SEC v. Simchuk, Civil Action No. 08-cv-5728 (S.D.N.Y. July 29, 200) is another settled insider trading case. This action was brought against George Simchuk, the former General Director of Glamis de Mexico, a subsidiary of Glamis Gold, Inc. Mr. Simchuk, a member of the due diligence team for the acquisition of Western Silver, Inc., traded in advance of the deal announcement. He resolved the action by consenting to an antifraud injunction and an order requiring him to pay disgorgement of over $58,000, prejudgment interest of over $10,000 and a civil penalty equal to the disgorgement.

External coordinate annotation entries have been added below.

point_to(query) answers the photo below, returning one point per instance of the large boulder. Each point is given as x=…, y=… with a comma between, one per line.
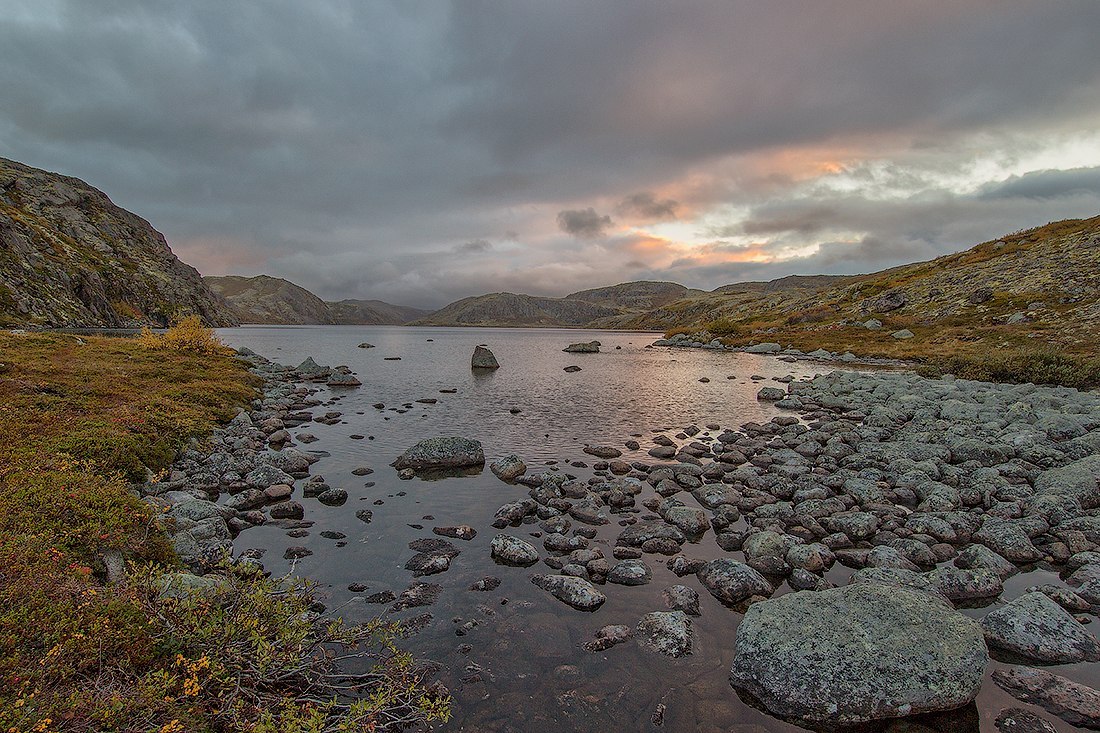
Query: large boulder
x=857, y=654
x=440, y=453
x=733, y=582
x=1036, y=627
x=576, y=592
x=483, y=359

Finally, the U.K. Financial Services Board continued its campaign against insider trading, bringing its third criminal insider trading case (the first and second cases are discussed here). Taking a page for the SEC, the FSA filed a “pillow talk” insider trading case (discussed here as to the SEC) against Matthew and Neel Uberoi. According to the FSA, the couple placed 11 separate trades in May and June 2006 on inside information prior to the announcement that NeuTec Pharma Plc was going to be acquired. Earlier the couple had placed six separate trades on inside information that Gulf Keystone Petroleum Ltd. was going to expand and enter into a partnership with a major oil and gas company. Those trades were placed in August 2006. The case is pending.